In an interview with Government News, World Vision chief executive Tim Costello said he welcomed an increase in foreign aid in the 2010-11 Budget, but called for much greater support for Australia’s nearest neighbours.
“The quite extraordinary thing that I think Australians haven’t realised yet is that the best investment you can make is actually in our region,” Rev Costello said.
“If we are self indulgent about how many people we want and are not good neighbours by investing in poor communities that have been trading with us and buying our goods, there will be a trade backlash, there will be a political backlash.
“In a global village, no nation can now appear to be insensitive or arrogant with its trading partners. Aid says ‘we are a good neighbour’.”
Rev Costello said an increase in foreign aid would reduce global population growth, dismissing the argument that overpopulation caused poverty.
“People get it the wrong way around. It is poverty that causes population growth,” he said.
“If you don’t have unemployment benefits, sickness benefits, or a pension when you retire, the most rational choice you can make – and our grandparents did it – was to have a number of kids to help support you.”

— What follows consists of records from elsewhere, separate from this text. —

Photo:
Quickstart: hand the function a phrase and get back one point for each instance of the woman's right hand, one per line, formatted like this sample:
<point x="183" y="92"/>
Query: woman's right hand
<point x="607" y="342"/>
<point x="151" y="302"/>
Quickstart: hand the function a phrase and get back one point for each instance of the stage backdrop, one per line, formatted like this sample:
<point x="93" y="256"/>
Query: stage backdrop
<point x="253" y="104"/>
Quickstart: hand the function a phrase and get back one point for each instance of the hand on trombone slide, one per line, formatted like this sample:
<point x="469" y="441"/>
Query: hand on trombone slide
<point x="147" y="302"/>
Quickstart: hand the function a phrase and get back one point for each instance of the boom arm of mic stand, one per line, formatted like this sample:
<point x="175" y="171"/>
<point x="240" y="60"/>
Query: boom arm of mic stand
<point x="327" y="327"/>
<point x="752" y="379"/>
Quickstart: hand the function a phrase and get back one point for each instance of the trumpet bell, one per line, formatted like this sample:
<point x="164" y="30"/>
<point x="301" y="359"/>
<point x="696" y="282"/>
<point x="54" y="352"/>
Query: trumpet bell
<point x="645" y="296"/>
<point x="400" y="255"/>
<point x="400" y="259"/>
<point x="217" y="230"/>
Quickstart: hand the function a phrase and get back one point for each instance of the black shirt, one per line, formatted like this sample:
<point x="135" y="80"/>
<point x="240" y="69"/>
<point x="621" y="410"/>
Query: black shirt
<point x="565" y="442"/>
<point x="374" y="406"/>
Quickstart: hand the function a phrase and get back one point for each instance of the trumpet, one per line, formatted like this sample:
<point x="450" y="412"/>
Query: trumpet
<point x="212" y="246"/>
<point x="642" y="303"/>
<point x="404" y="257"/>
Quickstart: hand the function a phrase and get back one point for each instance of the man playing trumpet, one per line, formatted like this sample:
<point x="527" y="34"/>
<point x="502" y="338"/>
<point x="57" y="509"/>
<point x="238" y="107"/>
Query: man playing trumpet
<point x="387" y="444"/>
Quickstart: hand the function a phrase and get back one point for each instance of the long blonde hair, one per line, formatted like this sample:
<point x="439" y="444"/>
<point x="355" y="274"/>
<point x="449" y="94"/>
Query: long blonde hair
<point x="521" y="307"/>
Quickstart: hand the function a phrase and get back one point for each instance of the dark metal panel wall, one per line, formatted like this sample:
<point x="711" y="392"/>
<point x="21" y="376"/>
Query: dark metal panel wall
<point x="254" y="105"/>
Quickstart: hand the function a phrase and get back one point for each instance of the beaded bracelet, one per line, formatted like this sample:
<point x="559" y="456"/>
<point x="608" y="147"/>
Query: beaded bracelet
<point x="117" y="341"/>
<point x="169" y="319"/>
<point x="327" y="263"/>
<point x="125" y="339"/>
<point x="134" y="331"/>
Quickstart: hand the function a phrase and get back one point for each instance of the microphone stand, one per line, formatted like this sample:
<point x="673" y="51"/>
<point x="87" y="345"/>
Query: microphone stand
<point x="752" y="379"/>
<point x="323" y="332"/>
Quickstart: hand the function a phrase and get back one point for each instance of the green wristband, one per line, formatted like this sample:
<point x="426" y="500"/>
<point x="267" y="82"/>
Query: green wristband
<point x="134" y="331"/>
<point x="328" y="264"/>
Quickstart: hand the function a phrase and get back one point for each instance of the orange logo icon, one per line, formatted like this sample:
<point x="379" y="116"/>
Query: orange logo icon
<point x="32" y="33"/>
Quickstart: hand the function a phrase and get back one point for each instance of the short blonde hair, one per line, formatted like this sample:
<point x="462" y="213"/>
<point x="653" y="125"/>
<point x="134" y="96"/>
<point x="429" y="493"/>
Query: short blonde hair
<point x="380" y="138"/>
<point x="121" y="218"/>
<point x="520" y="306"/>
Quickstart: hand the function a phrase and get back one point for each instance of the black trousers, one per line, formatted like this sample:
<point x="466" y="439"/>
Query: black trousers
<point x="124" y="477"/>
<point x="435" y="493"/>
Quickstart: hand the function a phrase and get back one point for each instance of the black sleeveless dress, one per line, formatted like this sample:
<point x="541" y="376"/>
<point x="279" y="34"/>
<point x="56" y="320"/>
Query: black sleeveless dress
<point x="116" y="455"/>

He urged the Rudd Government to make good on its commitment to the Millennium Development Goals, under which Australia agreed to give 0.7 per cent of GDP to developing nations by 2015.
“Australia is at 0.33 per cent. Kevin Rudd has promised to get to 0.5 per cent by 2015 and Tony Abbott at the moment is saying that it’s bipartisan.”

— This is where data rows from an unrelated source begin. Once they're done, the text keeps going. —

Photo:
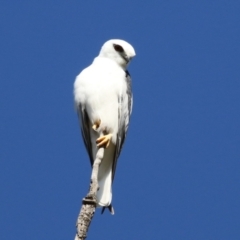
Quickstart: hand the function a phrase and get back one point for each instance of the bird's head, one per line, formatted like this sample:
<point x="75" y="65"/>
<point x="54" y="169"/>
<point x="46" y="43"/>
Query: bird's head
<point x="119" y="51"/>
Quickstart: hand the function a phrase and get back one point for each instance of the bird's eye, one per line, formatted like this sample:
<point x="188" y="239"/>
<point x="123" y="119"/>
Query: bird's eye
<point x="118" y="48"/>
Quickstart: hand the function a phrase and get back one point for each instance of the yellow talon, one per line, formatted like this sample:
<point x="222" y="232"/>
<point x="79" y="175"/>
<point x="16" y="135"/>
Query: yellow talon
<point x="96" y="124"/>
<point x="104" y="141"/>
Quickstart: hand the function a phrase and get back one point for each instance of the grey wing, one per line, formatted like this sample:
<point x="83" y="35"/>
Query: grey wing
<point x="124" y="112"/>
<point x="85" y="130"/>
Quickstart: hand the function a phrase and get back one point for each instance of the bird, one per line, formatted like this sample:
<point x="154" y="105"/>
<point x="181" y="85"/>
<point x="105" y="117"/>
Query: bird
<point x="103" y="101"/>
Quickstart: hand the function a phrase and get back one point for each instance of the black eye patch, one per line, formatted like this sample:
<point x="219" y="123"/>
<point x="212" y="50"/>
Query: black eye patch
<point x="118" y="48"/>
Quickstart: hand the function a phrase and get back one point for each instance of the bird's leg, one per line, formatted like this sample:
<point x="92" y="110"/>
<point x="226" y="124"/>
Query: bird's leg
<point x="96" y="125"/>
<point x="104" y="140"/>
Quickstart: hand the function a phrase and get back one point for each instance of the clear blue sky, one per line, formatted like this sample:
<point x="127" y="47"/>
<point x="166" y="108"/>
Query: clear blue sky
<point x="178" y="177"/>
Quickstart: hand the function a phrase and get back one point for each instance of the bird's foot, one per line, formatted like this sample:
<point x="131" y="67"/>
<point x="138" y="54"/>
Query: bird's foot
<point x="104" y="141"/>
<point x="96" y="125"/>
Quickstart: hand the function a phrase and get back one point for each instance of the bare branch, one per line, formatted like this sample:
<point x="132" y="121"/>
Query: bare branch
<point x="89" y="203"/>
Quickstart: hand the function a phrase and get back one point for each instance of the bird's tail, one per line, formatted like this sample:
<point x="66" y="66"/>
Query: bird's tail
<point x="104" y="194"/>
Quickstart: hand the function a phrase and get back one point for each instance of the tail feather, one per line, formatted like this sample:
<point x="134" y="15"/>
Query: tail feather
<point x="104" y="194"/>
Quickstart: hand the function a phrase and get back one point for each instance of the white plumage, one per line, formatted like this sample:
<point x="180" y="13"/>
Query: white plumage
<point x="103" y="99"/>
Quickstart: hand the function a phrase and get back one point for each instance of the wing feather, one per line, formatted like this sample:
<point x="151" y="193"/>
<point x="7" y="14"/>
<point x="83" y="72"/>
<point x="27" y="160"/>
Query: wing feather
<point x="85" y="130"/>
<point x="124" y="112"/>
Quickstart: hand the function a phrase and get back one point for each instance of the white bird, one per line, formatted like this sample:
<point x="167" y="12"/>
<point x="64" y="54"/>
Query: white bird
<point x="103" y="99"/>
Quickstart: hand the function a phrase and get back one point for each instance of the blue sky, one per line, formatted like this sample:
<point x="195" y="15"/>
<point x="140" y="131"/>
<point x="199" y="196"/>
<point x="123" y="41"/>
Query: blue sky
<point x="178" y="175"/>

He said Australia was the second most generous nation in the world based on per capita giving through private donations, but government aid was lagging.
“The rest of the world finds it puzzling, knowing that Australians are generous, that our government is a laggard, not a leader.”
Closer to home
Rev Costello said it was a “disgrace” that Australia’s remote Indigenous communities still faced third-world conditions.
“I have to be honest and say I don’t have an answer,” Rev Costello said.
“My job is to really solely, consistently back Indigenous leaders to own their future, and to lead in seeking to address this scandal of third-world conditions.”
Rev Costello said World Vision teams often found Indigenous aid programs in Australia to be more challenging than their operations in Africa, Asia and Latin America.
When asked what was the greatest challenge in addressing Indigenous disadvantage, he said it was the “complex labyrinth” of bureaucratic processes disempowering communities.
This, he added, was driven by a “false notion of accountability”, where those controlling the budget felt a need to monitor and regulate service delivery carried out by other levels of government or other departments.
“There should be a much more seamless cooperation between the three tiers of government,” he told Government News.
“We have to simplify and decrease the supply chain of bureaucrats.”
Rev Costello said local government could also play a critical role in providing Indigenous Australians with traineeships and mentoring, employment, community involvement and most important, a sense of identity and value.